Appellant's sixth and final contention is that the trial court erred in admitting certain testimony which implied that appellant was on parole. Other testimony had shown that the defendant left Columbus, where the shooting occurred, and went to Cincinnati just after the crime, and that he was later apprehended in New Orleans. After he had been taken into custody, and having been advised of his rights, he voluntarily gave the police a statement to explain his departure from Columbus. The officer who received the statement related the content of the statement at trial, and part of his testimony reads as follows:
"Q. Now, Detective Jones, I will repeat the last statement. Did you ask Mr. Adams why he left Columbus?
"A. Yes, sir.
"Q. And what is his response to that question?
"A. He went to Cincinnati because his parole officer did not know he was in the Columbus area.
"Mr. Tsitouris: For the record, Your Honor, we will object to the answer.
"The Court: Overruled.
"Q. (By Mr. Miller) And I missed the end. His parole officer did not know he was in Columbus and what — or was that the end?
"A. Yes, sir."
This testimony suggested to the jury that the appellant had been convicted earlier of another criminal offense. Although other crimes may be shown for some purposes, "[a]s a general rule, the introduction of evidence tending to show that a defendant has committed another crime wholly independent of the offense for which he is on trial is prohibited." State v. Hector (1969), 19 Ohio St.2d 167, 249 N.E.2d 912; State v. Burson (1974), 38 Ohio St.2d 157, 311 N.E.2d 526; State v. Curry (1975), 43 Ohio St.2d 66, 330 N.E.2d 720; State v. Lytle (1976), 48 Ohio St.2d 391, 358 N.E.2d 623. In the present case, the prosecutor could have had no reason for offering the quoted testimony except to impugn the defendant's character generally; and "[u]nless the accused asserts his own good character and offers testimony tending to prove it, it is never competent for the state to offer evidence of his general bad character or reputation." Whiteman v. State (1928), 119 Ohio St. 285, 289, 164 N.E. 51.

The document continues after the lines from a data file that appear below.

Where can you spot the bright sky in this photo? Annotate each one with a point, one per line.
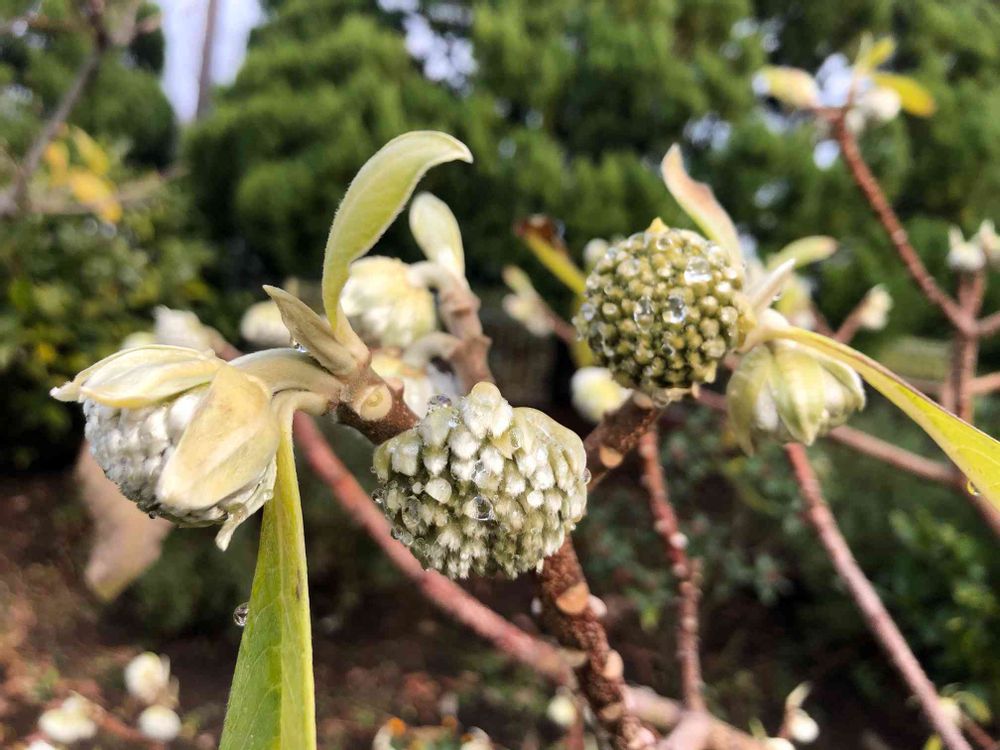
(184, 27)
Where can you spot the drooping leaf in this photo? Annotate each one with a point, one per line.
(540, 235)
(698, 202)
(913, 97)
(436, 230)
(375, 197)
(272, 703)
(976, 454)
(804, 251)
(793, 86)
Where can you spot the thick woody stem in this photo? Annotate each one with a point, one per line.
(877, 617)
(566, 612)
(872, 191)
(686, 571)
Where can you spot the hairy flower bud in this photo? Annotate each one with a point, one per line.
(785, 392)
(183, 434)
(385, 305)
(595, 392)
(480, 486)
(663, 308)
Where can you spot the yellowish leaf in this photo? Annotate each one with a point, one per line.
(374, 199)
(976, 454)
(793, 86)
(698, 202)
(436, 230)
(540, 236)
(913, 97)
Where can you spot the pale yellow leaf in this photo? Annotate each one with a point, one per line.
(375, 197)
(436, 230)
(698, 202)
(793, 86)
(976, 454)
(913, 97)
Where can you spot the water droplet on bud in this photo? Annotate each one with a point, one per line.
(240, 614)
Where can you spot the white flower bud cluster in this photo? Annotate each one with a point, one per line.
(134, 445)
(482, 487)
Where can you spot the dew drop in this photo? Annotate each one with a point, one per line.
(482, 509)
(643, 312)
(241, 613)
(676, 309)
(697, 271)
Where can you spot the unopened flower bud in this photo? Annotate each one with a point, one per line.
(663, 308)
(595, 392)
(160, 723)
(147, 677)
(786, 392)
(385, 305)
(965, 256)
(73, 720)
(183, 434)
(262, 326)
(874, 312)
(479, 486)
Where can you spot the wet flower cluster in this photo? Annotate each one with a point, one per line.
(482, 487)
(663, 308)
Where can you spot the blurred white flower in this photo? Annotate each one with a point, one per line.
(595, 392)
(71, 722)
(964, 255)
(263, 327)
(803, 727)
(159, 723)
(147, 677)
(874, 312)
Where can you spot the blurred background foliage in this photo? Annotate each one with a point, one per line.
(568, 107)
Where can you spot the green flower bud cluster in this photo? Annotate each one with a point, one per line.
(663, 308)
(479, 486)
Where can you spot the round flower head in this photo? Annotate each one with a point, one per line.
(479, 486)
(663, 308)
(785, 392)
(385, 305)
(183, 434)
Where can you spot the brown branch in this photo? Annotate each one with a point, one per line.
(872, 191)
(686, 571)
(877, 617)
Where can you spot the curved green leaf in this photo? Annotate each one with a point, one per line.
(436, 230)
(698, 202)
(976, 454)
(375, 197)
(272, 704)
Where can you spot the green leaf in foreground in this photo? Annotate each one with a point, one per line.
(976, 454)
(375, 197)
(271, 704)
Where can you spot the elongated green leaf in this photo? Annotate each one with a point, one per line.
(375, 197)
(804, 251)
(271, 704)
(913, 97)
(698, 202)
(976, 454)
(436, 230)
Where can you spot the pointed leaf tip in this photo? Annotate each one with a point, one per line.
(375, 197)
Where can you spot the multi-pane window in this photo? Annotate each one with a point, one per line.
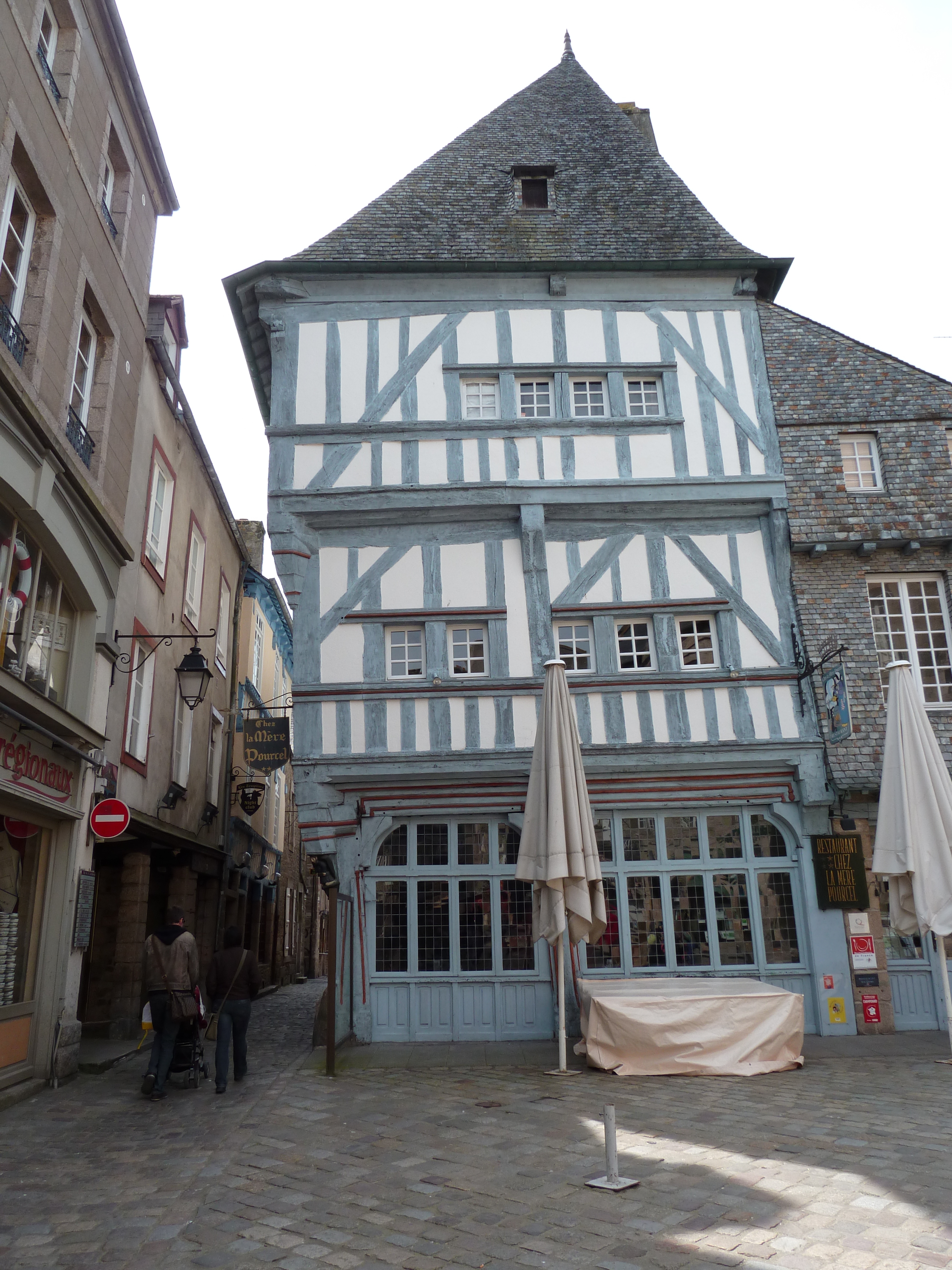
(482, 399)
(861, 462)
(697, 643)
(644, 398)
(634, 646)
(536, 399)
(911, 624)
(469, 650)
(406, 652)
(588, 399)
(574, 646)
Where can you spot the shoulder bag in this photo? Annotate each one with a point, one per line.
(211, 1032)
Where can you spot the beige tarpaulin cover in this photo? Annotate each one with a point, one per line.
(558, 852)
(690, 1027)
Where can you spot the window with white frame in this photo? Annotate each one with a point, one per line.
(588, 399)
(482, 399)
(536, 399)
(195, 576)
(17, 238)
(861, 462)
(469, 647)
(635, 646)
(697, 643)
(406, 652)
(911, 624)
(644, 398)
(574, 646)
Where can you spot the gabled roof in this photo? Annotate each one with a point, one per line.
(818, 375)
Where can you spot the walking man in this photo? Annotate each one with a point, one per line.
(169, 963)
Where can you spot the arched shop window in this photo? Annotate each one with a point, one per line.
(37, 620)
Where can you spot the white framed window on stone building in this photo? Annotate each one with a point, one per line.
(697, 643)
(407, 655)
(911, 624)
(861, 462)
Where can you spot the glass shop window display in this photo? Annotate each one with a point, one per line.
(23, 863)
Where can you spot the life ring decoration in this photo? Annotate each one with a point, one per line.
(20, 594)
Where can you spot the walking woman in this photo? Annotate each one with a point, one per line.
(233, 985)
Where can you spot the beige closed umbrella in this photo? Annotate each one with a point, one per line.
(558, 852)
(915, 824)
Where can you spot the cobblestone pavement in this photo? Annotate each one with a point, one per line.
(845, 1164)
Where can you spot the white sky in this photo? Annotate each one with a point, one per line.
(819, 131)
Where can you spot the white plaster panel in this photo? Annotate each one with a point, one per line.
(464, 572)
(309, 462)
(585, 336)
(359, 471)
(525, 722)
(529, 458)
(333, 566)
(684, 578)
(517, 614)
(596, 458)
(402, 587)
(312, 404)
(354, 370)
(477, 338)
(532, 335)
(433, 463)
(392, 463)
(342, 655)
(633, 566)
(431, 394)
(638, 338)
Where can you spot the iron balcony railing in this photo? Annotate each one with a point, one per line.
(12, 335)
(48, 73)
(79, 439)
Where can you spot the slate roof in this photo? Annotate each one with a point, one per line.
(818, 375)
(616, 197)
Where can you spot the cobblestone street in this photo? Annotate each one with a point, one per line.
(845, 1164)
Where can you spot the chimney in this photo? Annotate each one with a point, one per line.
(253, 535)
(642, 117)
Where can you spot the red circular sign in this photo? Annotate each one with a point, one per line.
(110, 819)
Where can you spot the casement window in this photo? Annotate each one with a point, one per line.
(861, 462)
(588, 399)
(536, 399)
(574, 646)
(17, 237)
(697, 643)
(195, 576)
(911, 624)
(644, 398)
(469, 648)
(406, 652)
(635, 646)
(482, 399)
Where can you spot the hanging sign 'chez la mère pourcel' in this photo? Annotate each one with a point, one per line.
(841, 872)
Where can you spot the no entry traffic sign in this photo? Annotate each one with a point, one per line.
(110, 819)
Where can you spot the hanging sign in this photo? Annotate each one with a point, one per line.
(840, 869)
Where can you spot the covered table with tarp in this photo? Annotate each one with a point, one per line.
(690, 1027)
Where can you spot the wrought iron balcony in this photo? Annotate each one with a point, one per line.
(79, 439)
(48, 73)
(12, 335)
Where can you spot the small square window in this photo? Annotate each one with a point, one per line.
(588, 399)
(644, 398)
(634, 647)
(697, 643)
(574, 646)
(482, 399)
(407, 657)
(469, 650)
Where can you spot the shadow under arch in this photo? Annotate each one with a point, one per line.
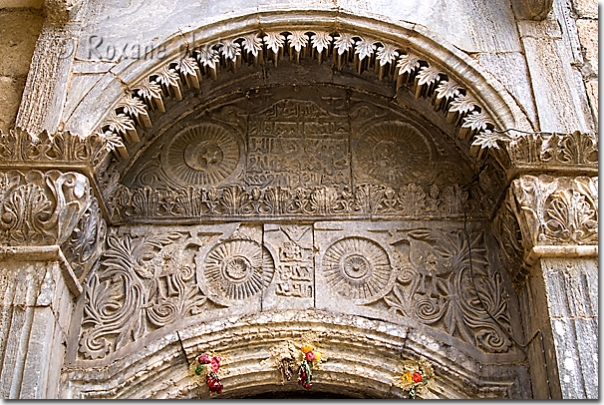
(363, 361)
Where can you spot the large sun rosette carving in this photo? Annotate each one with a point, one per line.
(205, 154)
(235, 271)
(357, 269)
(393, 153)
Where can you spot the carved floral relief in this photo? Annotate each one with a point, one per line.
(41, 208)
(437, 277)
(557, 210)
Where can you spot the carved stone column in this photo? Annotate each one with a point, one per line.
(46, 87)
(47, 220)
(557, 235)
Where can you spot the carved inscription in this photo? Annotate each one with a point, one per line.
(297, 144)
(296, 267)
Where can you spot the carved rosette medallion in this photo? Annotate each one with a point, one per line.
(357, 269)
(206, 154)
(236, 270)
(392, 152)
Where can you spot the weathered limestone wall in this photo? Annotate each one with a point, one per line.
(20, 25)
(586, 16)
(35, 313)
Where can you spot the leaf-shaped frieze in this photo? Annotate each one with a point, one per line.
(423, 77)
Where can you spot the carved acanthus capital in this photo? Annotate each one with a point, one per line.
(41, 208)
(60, 11)
(546, 216)
(532, 9)
(557, 210)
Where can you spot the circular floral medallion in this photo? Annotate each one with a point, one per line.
(393, 153)
(237, 270)
(202, 155)
(357, 269)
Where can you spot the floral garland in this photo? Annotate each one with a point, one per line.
(286, 354)
(212, 379)
(305, 370)
(416, 377)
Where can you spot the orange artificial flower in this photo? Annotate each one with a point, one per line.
(307, 348)
(407, 377)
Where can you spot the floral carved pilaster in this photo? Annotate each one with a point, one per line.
(556, 211)
(548, 235)
(53, 214)
(547, 216)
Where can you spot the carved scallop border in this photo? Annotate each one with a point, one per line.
(406, 69)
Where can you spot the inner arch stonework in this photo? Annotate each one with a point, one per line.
(272, 182)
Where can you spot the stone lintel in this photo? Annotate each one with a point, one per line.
(573, 251)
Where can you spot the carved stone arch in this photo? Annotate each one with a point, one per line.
(236, 245)
(365, 359)
(428, 59)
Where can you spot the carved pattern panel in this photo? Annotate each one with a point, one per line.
(153, 279)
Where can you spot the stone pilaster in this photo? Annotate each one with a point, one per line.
(42, 214)
(47, 82)
(557, 235)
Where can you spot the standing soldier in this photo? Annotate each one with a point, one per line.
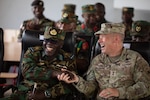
(127, 15)
(88, 27)
(39, 22)
(140, 31)
(69, 19)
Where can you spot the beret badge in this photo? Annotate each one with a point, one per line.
(65, 15)
(53, 32)
(138, 28)
(91, 8)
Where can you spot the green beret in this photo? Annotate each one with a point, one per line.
(69, 8)
(140, 28)
(110, 28)
(66, 18)
(37, 3)
(54, 33)
(127, 10)
(88, 9)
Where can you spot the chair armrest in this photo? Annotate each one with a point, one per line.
(8, 75)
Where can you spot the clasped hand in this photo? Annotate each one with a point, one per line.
(37, 95)
(66, 78)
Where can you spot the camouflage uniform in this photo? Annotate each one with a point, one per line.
(128, 73)
(38, 68)
(141, 30)
(40, 26)
(130, 11)
(89, 9)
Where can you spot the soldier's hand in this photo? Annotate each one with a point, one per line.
(109, 92)
(38, 95)
(32, 25)
(66, 77)
(55, 73)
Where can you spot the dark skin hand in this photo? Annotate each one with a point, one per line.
(38, 95)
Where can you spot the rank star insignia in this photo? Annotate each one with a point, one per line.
(65, 15)
(138, 29)
(53, 32)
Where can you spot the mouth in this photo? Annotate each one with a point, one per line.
(102, 46)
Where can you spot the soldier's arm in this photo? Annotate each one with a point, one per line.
(30, 68)
(141, 76)
(87, 86)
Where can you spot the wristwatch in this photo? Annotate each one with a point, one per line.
(47, 94)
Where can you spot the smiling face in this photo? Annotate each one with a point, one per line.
(111, 44)
(51, 47)
(37, 11)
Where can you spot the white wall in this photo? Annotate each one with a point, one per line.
(13, 12)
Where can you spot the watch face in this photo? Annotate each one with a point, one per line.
(47, 94)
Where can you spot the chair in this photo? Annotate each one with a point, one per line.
(30, 38)
(4, 75)
(142, 47)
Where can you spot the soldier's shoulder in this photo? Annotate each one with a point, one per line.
(35, 49)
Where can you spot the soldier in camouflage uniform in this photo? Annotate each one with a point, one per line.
(88, 27)
(39, 22)
(127, 15)
(69, 19)
(117, 73)
(140, 31)
(40, 67)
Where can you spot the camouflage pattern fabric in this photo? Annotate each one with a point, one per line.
(36, 67)
(40, 26)
(129, 73)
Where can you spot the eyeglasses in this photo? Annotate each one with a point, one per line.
(51, 41)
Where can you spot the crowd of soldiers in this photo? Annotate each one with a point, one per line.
(49, 88)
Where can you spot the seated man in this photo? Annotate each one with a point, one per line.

Therefore, the trial court erred in overruling appellant's objection.
Inasmuch as "[e]rror in the admission of other act testimony is harmless when there is no reasonable possibility that the testimony contributed to the accused's conviction" ( State v. Lytle, supra, paragraph three of the syllabus), consideration must be given to whether the error in the admission of that evidence here warrants reversal. An examination of the record leads this court to the conclusion that appellant's right to a fair trial was not prejudiced by the admission of the "other act testimony" and that the error in its admission was harmless beyond a reasonable doubt. Chapman v. California (1967), 386 U.S. 18.
The judgment of the Court of Appeals is affirmed.
Judgment affirmed.
HERBERT, CELEBREZZE, W. BROWN, P. BROWN, SWEENEY and LOCHER, JJ., concur.